Novel Tamoxifen Nanoformulations for Improving Breast Cancer Treatment: Old Wine in New Bottles

Abstract

Breast cancer (BC) is one of the leading causes of death from cancer in women; second only to lung cancer. Tamoxifen (TAM) is a hydrophobic anticancer agent and a selective estrogen modulator (SERM), approved by the FDA for hormone therapy of BC. Despite having striking efficacy in BC therapy, concerns regarding the dose-dependent carcinogenicity of TAM still persist, restricting its therapeutic applications. Nanotechnology has emerged as one of the most important strategies to solve the issue of TAM toxicity, owing to the ability of nano-enabled-formulations to deliver smaller concentrations of TAM to cancer cells, over a longer period of time. Various TAM-containing-nanosystems have been successfully fabricated to selectively deliver TAM to specific molecular targets found on tumour membranes, reducing unwanted toxic effects. This review begins with an outline of breast cancer, the current treatment options and a history of how TAM has been used as a combatant of BC. A detailed discussion of various nanoformulation strategies used to deliver lower doses of TAM selectively to breast tumours will then follow. Finally, a commentary on future perspectives of TAM being employed as a targeting vector, to guide the delivery of other therapeutic and diagnostic agents selectively to breast tumours will be presented.

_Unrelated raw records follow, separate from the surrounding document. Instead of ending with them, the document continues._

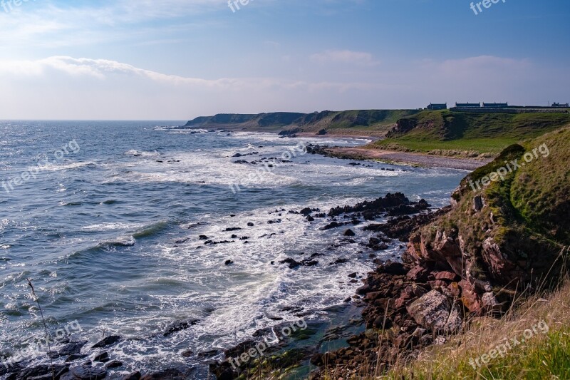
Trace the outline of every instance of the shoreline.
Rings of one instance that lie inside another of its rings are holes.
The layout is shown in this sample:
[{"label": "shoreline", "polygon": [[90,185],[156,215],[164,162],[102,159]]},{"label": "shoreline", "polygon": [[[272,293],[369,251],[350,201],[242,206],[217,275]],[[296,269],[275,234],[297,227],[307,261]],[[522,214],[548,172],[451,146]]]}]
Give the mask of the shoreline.
[{"label": "shoreline", "polygon": [[356,148],[326,148],[324,152],[331,157],[359,160],[383,161],[387,163],[399,163],[412,166],[427,168],[447,168],[463,170],[474,170],[492,161],[487,160],[471,160],[455,158],[440,155],[430,155],[425,153],[412,153],[397,150],[380,150]]}]

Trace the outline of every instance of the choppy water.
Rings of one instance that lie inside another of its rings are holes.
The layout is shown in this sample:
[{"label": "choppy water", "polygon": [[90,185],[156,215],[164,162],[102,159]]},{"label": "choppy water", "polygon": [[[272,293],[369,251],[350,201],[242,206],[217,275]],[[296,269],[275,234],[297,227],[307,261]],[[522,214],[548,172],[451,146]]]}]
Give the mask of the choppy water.
[{"label": "choppy water", "polygon": [[[309,320],[326,319],[323,310],[358,286],[348,274],[372,268],[370,252],[358,245],[332,247],[343,229],[322,231],[324,220],[309,223],[287,212],[328,211],[397,191],[440,207],[465,175],[351,166],[299,153],[258,178],[259,166],[232,161],[281,157],[299,143],[363,141],[158,127],[181,123],[0,122],[0,185],[10,190],[0,187],[0,353],[43,334],[28,277],[51,329],[77,319],[78,336],[92,342],[103,333],[146,338],[113,349],[114,356],[131,358],[129,368],[198,362],[180,353],[227,347],[278,323],[266,314],[297,320],[283,311],[287,307]],[[232,158],[252,152],[259,154]],[[36,174],[33,165],[46,159],[49,165]],[[11,183],[11,190],[9,181],[30,167],[36,178]],[[231,191],[229,183],[250,175],[255,185]],[[274,212],[283,209],[280,216]],[[281,222],[268,223],[274,219]],[[225,232],[229,227],[242,230]],[[367,240],[361,227],[355,228],[357,239]],[[204,245],[200,235],[234,242]],[[400,250],[396,244],[385,255]],[[325,254],[315,267],[270,264],[313,253]],[[349,262],[329,265],[339,257]],[[224,265],[228,259],[234,264]],[[155,336],[189,319],[200,322],[167,338]]]}]

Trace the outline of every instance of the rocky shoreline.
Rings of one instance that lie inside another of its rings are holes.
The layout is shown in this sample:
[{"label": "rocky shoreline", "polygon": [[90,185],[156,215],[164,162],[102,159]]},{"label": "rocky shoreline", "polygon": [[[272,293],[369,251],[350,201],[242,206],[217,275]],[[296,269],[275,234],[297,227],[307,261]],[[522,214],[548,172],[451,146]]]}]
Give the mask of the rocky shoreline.
[{"label": "rocky shoreline", "polygon": [[[384,251],[388,248],[388,244],[394,240],[405,241],[406,232],[417,228],[418,223],[425,222],[431,220],[435,216],[441,213],[440,211],[436,212],[430,212],[430,205],[424,200],[419,202],[410,201],[403,194],[388,194],[385,197],[380,197],[371,201],[364,201],[352,206],[338,206],[333,207],[327,212],[321,212],[318,209],[304,207],[299,210],[281,210],[279,212],[299,214],[304,217],[306,222],[315,220],[315,218],[326,219],[327,224],[323,227],[322,230],[345,229],[343,235],[346,244],[361,244],[366,246],[370,250],[370,259],[374,262],[380,263],[381,261],[376,258],[378,252]],[[415,217],[410,217],[410,215],[417,215]],[[374,221],[377,219],[390,217],[393,219],[388,223],[372,223],[366,227],[366,231],[375,234],[375,237],[370,237],[368,241],[357,242],[355,237],[356,233],[351,227],[360,225],[365,222]],[[268,222],[275,222],[276,220],[269,220]],[[229,232],[234,232],[239,230],[237,227],[228,228]],[[233,235],[236,238],[237,235]],[[203,240],[204,244],[224,244],[227,242],[214,242],[208,237],[196,237],[200,240]],[[296,268],[301,266],[311,267],[318,264],[319,255],[313,255],[310,259],[298,261],[294,257],[286,259],[276,265],[287,265],[289,268]],[[226,265],[231,265],[232,260],[226,262]],[[329,263],[330,265],[340,265],[346,261],[339,261]],[[361,281],[358,279],[359,276],[352,274],[350,281],[353,283]],[[365,305],[366,299],[363,302],[361,296],[355,296],[347,299],[346,302],[353,304],[356,307],[362,307]],[[365,309],[365,311],[366,309]],[[366,319],[366,315],[365,319]],[[301,317],[301,316],[300,316]],[[164,334],[164,337],[168,337],[177,332],[192,328],[199,321],[181,321],[173,324],[167,327]],[[358,324],[361,322],[358,322]],[[368,322],[366,322],[366,324]],[[278,326],[279,327],[279,326]],[[338,329],[341,329],[340,327]],[[309,330],[311,331],[311,329]],[[259,337],[267,333],[266,331],[258,331],[253,339],[244,342],[230,349],[226,350],[223,354],[224,357],[230,358],[232,356],[239,355],[244,351],[247,351],[254,346],[259,340]],[[328,332],[331,334],[331,332]],[[314,334],[314,331],[311,334]],[[332,333],[333,337],[335,334]],[[257,337],[258,338],[256,338]],[[279,368],[295,366],[300,363],[309,363],[315,355],[318,355],[316,347],[304,348],[302,349],[287,349],[288,344],[294,342],[296,337],[291,337],[290,339],[285,340],[279,344],[271,347],[268,350],[267,359],[272,360],[272,365]],[[328,337],[327,339],[333,339]],[[0,379],[6,380],[43,380],[55,379],[55,380],[87,380],[99,379],[122,379],[123,380],[150,380],[153,379],[182,379],[188,378],[195,378],[197,369],[193,366],[180,366],[175,368],[168,369],[164,371],[155,373],[144,374],[139,371],[135,371],[128,375],[124,374],[123,364],[116,358],[113,358],[113,346],[121,341],[123,338],[116,335],[107,337],[98,342],[95,344],[88,347],[87,341],[71,341],[68,338],[53,342],[51,351],[48,356],[54,363],[51,367],[48,364],[31,365],[26,364],[26,361],[16,362],[13,366],[5,368],[0,366]],[[284,352],[282,352],[283,350]],[[281,352],[279,352],[279,351]],[[187,354],[188,356],[194,353],[188,351],[182,354],[184,356]],[[206,355],[205,354],[207,354]],[[202,357],[207,359],[208,357],[216,357],[221,353],[212,351],[209,353],[201,354]],[[314,361],[314,360],[313,360]],[[259,362],[258,362],[259,364]],[[212,361],[210,363],[209,371],[216,374],[219,379],[237,379],[244,371],[248,372],[253,369],[256,369],[254,362],[250,363],[247,366],[234,369],[229,366],[227,360],[218,362]],[[195,377],[192,377],[195,376]]]}]

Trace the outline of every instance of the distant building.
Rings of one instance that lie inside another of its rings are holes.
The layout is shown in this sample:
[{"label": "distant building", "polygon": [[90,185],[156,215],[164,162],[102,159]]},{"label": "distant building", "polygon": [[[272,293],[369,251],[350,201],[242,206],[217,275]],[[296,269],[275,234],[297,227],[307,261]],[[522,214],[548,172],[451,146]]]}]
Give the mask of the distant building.
[{"label": "distant building", "polygon": [[484,108],[506,108],[508,106],[508,103],[483,103]]},{"label": "distant building", "polygon": [[428,106],[428,110],[435,111],[435,110],[447,110],[447,103],[430,103],[429,106]]},{"label": "distant building", "polygon": [[456,103],[455,107],[458,108],[480,108],[480,103]]}]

Keywords: breast cancer; drug delivery systems; nanotechnology; tamoxifen; targeted therapy.

Figure 1

Tamoxifen (TAM) (PubChem CID: 2733526).

Figure 2

Passive delivery of TAM-loaded-nanosystems to tumours via the enhanced permeability and retention (EPR) effect. The explanation for this concept is that, as tumour cells grow quickly, their needs for nutrients and oxygen supply also increase rapidly, simulating the production of new tumour blood vessels with abnormal architectures, or angiogenic blood vessels. These rapidly formed and premature tumour vessels are made up of poorly aligned endothelial cells with large gaps (usually about 100 to 800 nm) between them, allowing TAM-loaded-nanoformulations with appropriate sizes to enter [54,55,56]. In addition to this, these nanosystems are retained inside tumour tissues for days and even weeks, due to the lack of effective lymphatic drainage, allowing TAM molecules sufficient time to be released from carriers and take effect [54,55,56]. Image adapted from Dai et al. [55].

Figure 3

Graphic illustration of TAM/ gemcitabine (GEM) liposome and their localisation inside the multidrug (MD) carrier. TAM was incorporated into the lipid bilayer of liposomes; while GEM molecules were loaded inside the hydrophilic central core of liposomes, allowing the co-loading of two therapeutic agents to occur. Image taken from Cosco et al. [61].

Figure 4

Schematic illustration of the synthesis of α-tocopherol succinate-g-carboxymethyl-chitosan via carbodiimide chemistry. The carboxyl group of α-tocopherol succinate was conjugated with the amine group of chitosan (Cmc) of low molecular weights, with 1-Ethyl-3-(3-dimethylaminopropyl)carbodiimide (EDC) and N-Hydroxysuccinimide (NHS) employed as coupling agents. In the final step, Cmc-TS were obtained by lyophilization. Image taken from Jena and Sangamwar [72].

Figure 5

Schematic illustrating the fabrication of My-g-G5/TAM complex: (1) The terminal carboxyl groups (–COOH) of myristic acid (My) chains were activated by the addition of EDC/NHS, and magnetically stirred for 12 h in light-sealed condition. (2) Resulting solution was added drop-wise into the G5 PAMAM–DMSO solution under N2 atmosphere, and left undisturbed for 24 h at room temperature to form My-g-G5. (3) TAM containing solution was slowly added into My-g-G5, resulting in the formation of My-g-G5/TAM complex. Image taken from Matai and Gopinath [113].

Figure 6

TAM-conjugated-SWCNT: N-desmethyltamoxifen was reacted with carboxylic acid groups (-COOH) present on SWCNT surface. This conjugation was induced by the addition of N,N′-diisopropylcarbodiimide (DIC) and 4-dimethylaminopyridine (DMAP) as solvents, in the presence of diisopropylethylamine (DIEA). The resulting solution was filtered and washed with N,N-dimethylformamide and dichloromethane to remove impurities. Image adapted from Oskoueian A., et al. [121].

Figure 7

The internalization of TAM-guided nanosystems into breast tumour: TAM is employed as an active/targeting vector due to its ability to recognize and bind specifically to ERs locating on the membrane of tumours, namely membrane-localized-ER. By conjugating TAM at the distal end of various nanosystems containing other therapeutic materials (including different drugs), selective delivery and receptor-mediated cellular internalisation of incorporated materials can be initiated [132,133,134]. Image adapted from Barclay et al. [134].

Figure 8

Examples of TAM conjugates [135,136,137].